Öncelikle Altay-Göztepe derbisi öncesinde iyi oynayan kazansın diyebilen İzmirli futbolseverlere ve maç sonrasında Altay galibiyetini büyük bir centilmenlikle tebrik eden Göztepeli dostlarıma teşekkür ediyorum. İzmirli futbolseverlerin yıllardır özlemini çektiği maçta, kazanmak için elinden geleni yapan iki takım oyuncu ve teknik ekiplerini kutluyorum.
İki takımın başındaki teknik adam da maçın önemini hissetmiş ve oyuncularına aktarabilmeye gayret etmişti. Bu tip derbi mücadelelerini defalarca hem sahada hem saha kenarında deneyimlemiş Mustafa Denizli, rakibinin genç teknik adamı karşısında bu açıdan çok avantajlıydı. Mustafa Denizli geçmişten gelen güveni oyuncularına aktarabilmiş ve maçın ilk düdüğü ile birlikte kazanmayı hedeflediğini hissettirmişti.

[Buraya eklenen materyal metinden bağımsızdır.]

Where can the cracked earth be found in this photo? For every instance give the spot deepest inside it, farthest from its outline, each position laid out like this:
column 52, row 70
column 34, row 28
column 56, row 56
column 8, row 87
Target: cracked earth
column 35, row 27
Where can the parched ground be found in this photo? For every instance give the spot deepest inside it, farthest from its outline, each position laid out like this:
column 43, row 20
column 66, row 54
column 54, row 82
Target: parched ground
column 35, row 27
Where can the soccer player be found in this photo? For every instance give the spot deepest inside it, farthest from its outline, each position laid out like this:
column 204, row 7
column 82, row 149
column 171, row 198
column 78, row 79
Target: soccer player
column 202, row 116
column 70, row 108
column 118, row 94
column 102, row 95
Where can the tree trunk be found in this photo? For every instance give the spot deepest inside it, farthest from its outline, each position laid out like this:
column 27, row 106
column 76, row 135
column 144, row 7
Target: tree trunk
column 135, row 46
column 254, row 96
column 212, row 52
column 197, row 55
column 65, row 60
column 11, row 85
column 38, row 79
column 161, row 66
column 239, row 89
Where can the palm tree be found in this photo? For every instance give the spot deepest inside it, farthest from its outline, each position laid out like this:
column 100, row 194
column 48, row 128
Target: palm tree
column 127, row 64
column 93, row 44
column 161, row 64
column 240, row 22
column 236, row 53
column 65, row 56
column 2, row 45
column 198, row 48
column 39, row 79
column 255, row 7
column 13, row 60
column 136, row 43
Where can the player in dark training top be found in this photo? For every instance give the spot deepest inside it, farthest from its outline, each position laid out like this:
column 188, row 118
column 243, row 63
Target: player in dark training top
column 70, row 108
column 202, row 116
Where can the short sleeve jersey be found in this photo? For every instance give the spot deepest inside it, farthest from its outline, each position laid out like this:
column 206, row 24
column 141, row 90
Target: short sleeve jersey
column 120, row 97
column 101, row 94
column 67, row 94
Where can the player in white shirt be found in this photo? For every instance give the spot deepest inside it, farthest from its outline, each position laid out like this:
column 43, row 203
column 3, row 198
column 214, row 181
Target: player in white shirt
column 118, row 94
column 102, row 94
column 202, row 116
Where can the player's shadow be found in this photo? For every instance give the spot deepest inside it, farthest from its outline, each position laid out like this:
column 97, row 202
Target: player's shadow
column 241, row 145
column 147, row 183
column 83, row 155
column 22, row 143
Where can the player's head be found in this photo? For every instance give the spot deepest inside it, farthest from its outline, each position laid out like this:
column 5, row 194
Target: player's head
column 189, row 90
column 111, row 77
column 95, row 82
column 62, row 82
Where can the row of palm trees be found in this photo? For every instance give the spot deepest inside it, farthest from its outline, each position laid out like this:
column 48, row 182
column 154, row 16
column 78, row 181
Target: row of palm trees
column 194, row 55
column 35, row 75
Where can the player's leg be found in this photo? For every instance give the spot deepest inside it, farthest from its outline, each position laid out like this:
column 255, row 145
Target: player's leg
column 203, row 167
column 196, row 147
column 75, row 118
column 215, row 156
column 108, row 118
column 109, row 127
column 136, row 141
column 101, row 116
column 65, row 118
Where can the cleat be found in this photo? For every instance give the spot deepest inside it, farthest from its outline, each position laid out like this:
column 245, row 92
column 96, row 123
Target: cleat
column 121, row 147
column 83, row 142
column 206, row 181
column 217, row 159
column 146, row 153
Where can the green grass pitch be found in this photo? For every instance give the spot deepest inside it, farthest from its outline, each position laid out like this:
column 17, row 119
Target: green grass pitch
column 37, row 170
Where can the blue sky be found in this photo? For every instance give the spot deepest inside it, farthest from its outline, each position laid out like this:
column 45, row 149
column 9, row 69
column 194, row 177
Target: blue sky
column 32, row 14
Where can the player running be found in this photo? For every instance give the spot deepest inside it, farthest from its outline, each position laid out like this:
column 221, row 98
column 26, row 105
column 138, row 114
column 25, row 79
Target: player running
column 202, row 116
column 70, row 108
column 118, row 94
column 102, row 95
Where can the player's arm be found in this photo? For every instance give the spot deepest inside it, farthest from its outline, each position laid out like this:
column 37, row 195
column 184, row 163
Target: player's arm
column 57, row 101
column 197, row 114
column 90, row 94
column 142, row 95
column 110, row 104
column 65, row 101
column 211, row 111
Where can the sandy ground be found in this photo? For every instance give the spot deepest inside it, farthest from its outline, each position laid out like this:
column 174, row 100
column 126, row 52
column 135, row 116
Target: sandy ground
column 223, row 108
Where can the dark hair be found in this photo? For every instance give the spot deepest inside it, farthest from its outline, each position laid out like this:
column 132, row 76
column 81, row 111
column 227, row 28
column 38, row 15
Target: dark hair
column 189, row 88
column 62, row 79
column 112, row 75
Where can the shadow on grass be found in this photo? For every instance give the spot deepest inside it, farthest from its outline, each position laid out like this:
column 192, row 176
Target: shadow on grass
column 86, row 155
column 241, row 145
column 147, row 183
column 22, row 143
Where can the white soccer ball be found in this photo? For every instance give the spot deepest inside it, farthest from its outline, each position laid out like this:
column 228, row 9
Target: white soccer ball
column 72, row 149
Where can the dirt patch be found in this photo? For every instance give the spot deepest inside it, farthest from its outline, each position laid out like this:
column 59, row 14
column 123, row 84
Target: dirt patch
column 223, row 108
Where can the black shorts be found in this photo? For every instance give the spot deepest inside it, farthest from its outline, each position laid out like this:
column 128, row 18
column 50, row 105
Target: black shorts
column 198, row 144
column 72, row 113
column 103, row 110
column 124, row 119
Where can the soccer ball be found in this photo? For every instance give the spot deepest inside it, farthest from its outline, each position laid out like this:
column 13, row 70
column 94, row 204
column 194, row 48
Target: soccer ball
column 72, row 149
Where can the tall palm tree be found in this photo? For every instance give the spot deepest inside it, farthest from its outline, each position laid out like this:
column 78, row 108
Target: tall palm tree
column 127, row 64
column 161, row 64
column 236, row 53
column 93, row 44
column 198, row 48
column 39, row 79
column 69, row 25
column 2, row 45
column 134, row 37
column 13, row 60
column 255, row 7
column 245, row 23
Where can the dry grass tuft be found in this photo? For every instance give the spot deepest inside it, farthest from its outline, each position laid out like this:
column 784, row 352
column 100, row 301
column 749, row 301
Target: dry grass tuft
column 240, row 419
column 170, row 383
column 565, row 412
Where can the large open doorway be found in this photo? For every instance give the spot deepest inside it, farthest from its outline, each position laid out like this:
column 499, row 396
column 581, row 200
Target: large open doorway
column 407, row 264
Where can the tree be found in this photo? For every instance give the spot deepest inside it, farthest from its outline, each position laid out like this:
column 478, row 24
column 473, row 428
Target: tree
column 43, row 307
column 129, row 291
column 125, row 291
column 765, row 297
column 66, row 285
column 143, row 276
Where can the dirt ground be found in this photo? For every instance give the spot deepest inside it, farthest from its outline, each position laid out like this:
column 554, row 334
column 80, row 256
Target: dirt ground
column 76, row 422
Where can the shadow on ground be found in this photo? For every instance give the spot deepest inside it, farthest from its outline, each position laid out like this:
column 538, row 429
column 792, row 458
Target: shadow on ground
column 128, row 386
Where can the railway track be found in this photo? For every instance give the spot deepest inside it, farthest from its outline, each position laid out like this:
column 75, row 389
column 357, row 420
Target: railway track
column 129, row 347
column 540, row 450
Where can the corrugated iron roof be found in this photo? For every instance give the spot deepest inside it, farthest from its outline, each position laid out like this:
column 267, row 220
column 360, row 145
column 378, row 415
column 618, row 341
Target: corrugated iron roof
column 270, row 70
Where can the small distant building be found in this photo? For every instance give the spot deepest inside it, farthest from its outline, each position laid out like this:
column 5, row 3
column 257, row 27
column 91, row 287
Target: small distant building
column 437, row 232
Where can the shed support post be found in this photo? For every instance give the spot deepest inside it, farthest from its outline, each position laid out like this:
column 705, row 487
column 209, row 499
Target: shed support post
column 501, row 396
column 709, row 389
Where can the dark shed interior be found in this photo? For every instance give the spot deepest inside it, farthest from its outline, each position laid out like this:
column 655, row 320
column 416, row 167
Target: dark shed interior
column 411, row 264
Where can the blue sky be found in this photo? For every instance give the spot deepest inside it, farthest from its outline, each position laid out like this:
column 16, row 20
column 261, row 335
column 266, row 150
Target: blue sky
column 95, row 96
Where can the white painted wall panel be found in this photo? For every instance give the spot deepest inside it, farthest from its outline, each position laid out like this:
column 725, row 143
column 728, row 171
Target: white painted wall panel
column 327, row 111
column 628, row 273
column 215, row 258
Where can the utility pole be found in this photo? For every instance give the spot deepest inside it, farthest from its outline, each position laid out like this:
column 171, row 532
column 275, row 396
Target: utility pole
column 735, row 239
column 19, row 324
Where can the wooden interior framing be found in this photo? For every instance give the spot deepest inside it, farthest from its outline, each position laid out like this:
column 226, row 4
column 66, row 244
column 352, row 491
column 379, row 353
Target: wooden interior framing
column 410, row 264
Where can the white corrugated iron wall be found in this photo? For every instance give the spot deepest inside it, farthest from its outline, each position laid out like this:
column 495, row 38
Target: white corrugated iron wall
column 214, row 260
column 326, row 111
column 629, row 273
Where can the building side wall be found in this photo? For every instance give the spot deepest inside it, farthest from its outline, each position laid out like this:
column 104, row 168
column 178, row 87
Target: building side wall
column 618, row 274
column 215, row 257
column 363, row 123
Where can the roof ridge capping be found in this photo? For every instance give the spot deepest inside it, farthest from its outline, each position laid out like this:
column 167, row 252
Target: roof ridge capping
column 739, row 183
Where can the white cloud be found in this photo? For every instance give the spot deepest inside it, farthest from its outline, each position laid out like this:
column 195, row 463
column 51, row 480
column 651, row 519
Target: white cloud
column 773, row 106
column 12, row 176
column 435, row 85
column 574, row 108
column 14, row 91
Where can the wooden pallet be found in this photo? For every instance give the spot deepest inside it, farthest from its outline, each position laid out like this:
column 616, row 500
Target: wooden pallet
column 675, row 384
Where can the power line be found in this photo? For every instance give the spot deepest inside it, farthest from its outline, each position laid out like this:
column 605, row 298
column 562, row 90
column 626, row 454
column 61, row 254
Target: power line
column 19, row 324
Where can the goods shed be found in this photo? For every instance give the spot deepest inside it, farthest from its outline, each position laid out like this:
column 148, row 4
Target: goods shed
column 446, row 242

Göztepe teknik adamı 38 yaşındaki Maestro’ya derbinin önemi mutlaka detaylı anlatılmıştı. Maç sonu açıklamaları genç teknik adamın psikolojisini ele veriyordu. Son 40 yılda Altay’ın rakibine karşı ezici üstünlüğü belli ki rakip takımın hocasında Göztepe’nin son dönemde üst liglerde daha deneyimli olma avantajını yitirtmiş ve maçı öncelikle kaybetmeme prensibi ile oynamasına sebep olmuştu. Henüz maçın başında oyun temposunu düşürmeye gayret eden Göztepe belki de lige yeni çıkmış birçok rakibine psikolojik üstünlük sağlayabiliyorken Altay’a baştan yenik başlamıştı.
Altay ilk yarıda henüz gol olmamışken kaçırdığı penaltıyı gole çevirmiş olsa muhtemelen sahada çok farklı bir skor da elde edebilirdi. Ama kaçırdığı penaltının akabinde yediği penaltı golüne rağmen doksan dakikanın bütününde, bazı bölgelerde belirgin yetersizliğine rağmen, maçı bir şekilde çevireceğinin güvencesini tribünü dolduran taraftarlarına hissettiriyordu. Bu güven dün gece sadece sahada onbir oyuncunun bireysel özgüvenlerinden öte, onlarca yılda en zor koşullarda dahi bu derbiyi en iyi şekilde oynamayı başarmış bir kulübün gelenekleri ve kulüp kültürüyle de ilişkili olduğunu düşünüyorum.
Futbolun içinden gelen birçok spor adamı, gazeteci ile görüştüğümüzde her zaman Altay’ın farklı bir camia olduğunun altı çiziliyor ve Altay’a rakip olmuş kişiler bile Altay kültürüne saygılarını ifade ediyorlar. Bu kültür ve gelenekler Altay’ı büyük yapmayı başarıyor ve birçok kulübün düştüğü yerden kalkamadığı durumlarda bir şekilde camianın dinamiklerinin harekete geçmesiyle ayağa kalkmayı biliyor. Dünkü karşılaşma aslında sembolik olarak 18 yıl önce geriye düşen bir camianın tekrar eski günlerine döndüğünün tesciliydi. 18 yıl önce ara verilen geleneklerin devam edeceğinin göstergesiydi.
Altay dün sadece ligde üç puan kazanmadı. Altay dün sadece ezeli rekabette üstünlüğüne bir halka daha eklemedi. Bunlarla birlikte tekrar Süper Lig’in İzmir’inin Büyük Altay’ı olduğunu da kendine gösterdi. 18 yıl boyunca armanın tekrar en iyi şekilde temsil edilmesi için mücadele edip de bugünü göremeyenlerin huzurla uyuduklarına inanıyorum. Sizlerin Büyük Altay’ı anılarınızda kaldığı yerden devam ediyor.